You also need to remember that the magnetic field in a coil does not instantly drain. This is why some electronics will stay on for a few seconds after being unplugged. You need to take this into account also (not sure how many MS it takes for the coil in the solenoid valve to discharge).
The statement above is not correct. A more correct statement would be “processes in FBOS run in parallel”. Sequences run sequentially in one process, and they do not have control over CPU scheduling- that is the job of the OS and the BEAM VM.
This explanation is further complicated by the fact that the application is written in Elixir, a highly parallelized language. Causing the program to completely pause all operations is not practical in our use case.
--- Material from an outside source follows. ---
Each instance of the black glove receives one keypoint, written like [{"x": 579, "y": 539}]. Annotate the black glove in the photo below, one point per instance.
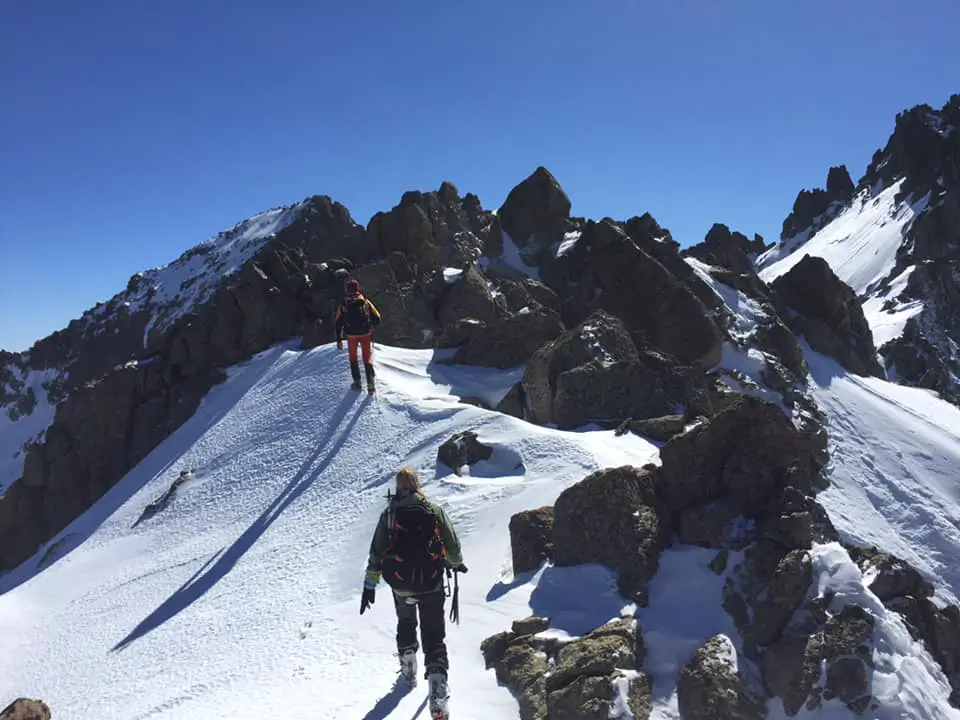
[{"x": 369, "y": 597}]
This is probably because there is “overhead” that can’t be controlled for in a non-realtime system. Once you use longer WAIT blocks, the effect of this overhead is diminished or becomes less noticeable. That’s my guess but ultimately we did not design the WAIT block to be used for precision or hard real-time constraints. We understood this constraint when we designed the system and did not intend to offer hard-realtime guarantees for the WAIT block. This is not unheard of (see link)
You are oversimplifying the problem. The computer is doing thousands of things even at idle. Things we shouldn’t need to know about (syncing the system clock, allocating file resources, dealing with network devices, etc…). It is the job of the OS and the BEAM virtual machine to make these scheduling decisions; not the programmer. This is generally a good thing- non-realtime OSes are much easier to work with, albeit at the expense of not being able to have fine control of timer events.
If you take a slow computer and write an asynchronous python script that has
sleep() calls and measures the time elapsed between calls to sleep, you will find variation and it will never sleep for the exact amount of time requested, especially if you trigger other system processes or have many programs running. On a low end device like an RPi the effect is amplified.